Bangkok hauls itself back on to the rails
Jake van der Kamp
With every day that passes, more people can be heard to suggest that Thailand, having been the first Southeast Asian country to put itself into the hole, will perhaps be the first to pull itself out of that hole.
There are, of course, plenty of cautions to be heard on that score too. The deep recession Thailand is now suffering has produced enormous financial distress.
There is still a forest of vacant office blocks in Bangkok, the banks remain troubled and it may be two years before there is a return to real corporate earnings.
But the optimists begin to have some grounds for their hopes.
Two in particular are worth noting. They are the recent improvements in external balances and indications that the foreign-debt burden is being paid off.
Thailand brought itself low because for 10 years up to the middle of last year the Bank of Thailand (BOT) had practised a currency fix of 25-26 baht to US$1 while, for various reasons, maintaining domestic interest rates at much higher than US levels.
It was an environment that encouraged Thai corporations to borrow in US dollars. They got lower interest rates and they had currency protection from the BOT.
They could not use the US dollars in Thailand, but this presented little obstacle to them. They simply sold the dollars to the BOT for baht and the BOT had to oblige on each occasion at the exchange rates it had fixed. If it did not do so, its exchange rate fix would have been broken.
But this of course rendered it powerless to fulfil the first task of any central bank - controlling the amount of money in the system. By 1994, a big liquidity boom was on. Everyone was borrowing US dollars and, as so frequently happens when normal pricing mechanisms are distorted by this sort of thing, the money started to go to the wrong uses - excessive property development and fancy cars for instance.
The imports required for this produced an enormous current account deficit for many years, but no one was worried by it as long as foreign money kept pouring in to fill the hole. And it did. The net foreign liabilities of the banking system rose to as high as 25 per cent of gross domestic product as Thais shipped in the money.

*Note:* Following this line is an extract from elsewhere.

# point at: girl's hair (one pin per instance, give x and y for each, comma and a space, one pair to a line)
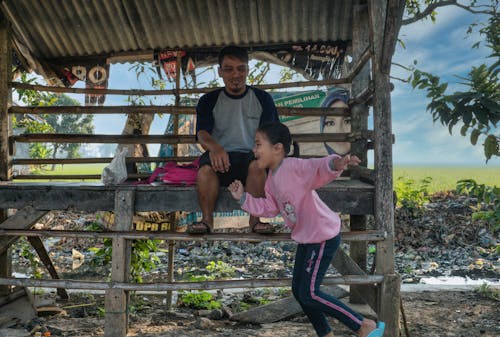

But the foreign creditors finally grew alarmed and then the bubble burst last year. The money stopped coming, the overall balance of payments fell into a huge deficit and the currency fix broke, as no one wanted baht any longer.
So much for the sad history. Look at what is now happening. Thailand has cut its imports way back, with the result that on a six-month average basis the current account showed a surplus in April of almost 13 per cent of GDP. Even with money still flowing out, the overall balance of payments is almost back in balance at the moment.
And this outflow is finally starting to bring down the net foreign liabilities of the banks.
From 1.5 trillion baht in January it was down by April to one trillion baht. The burden is being lifted.
It is early days perhaps, but things are now moving the right way at last.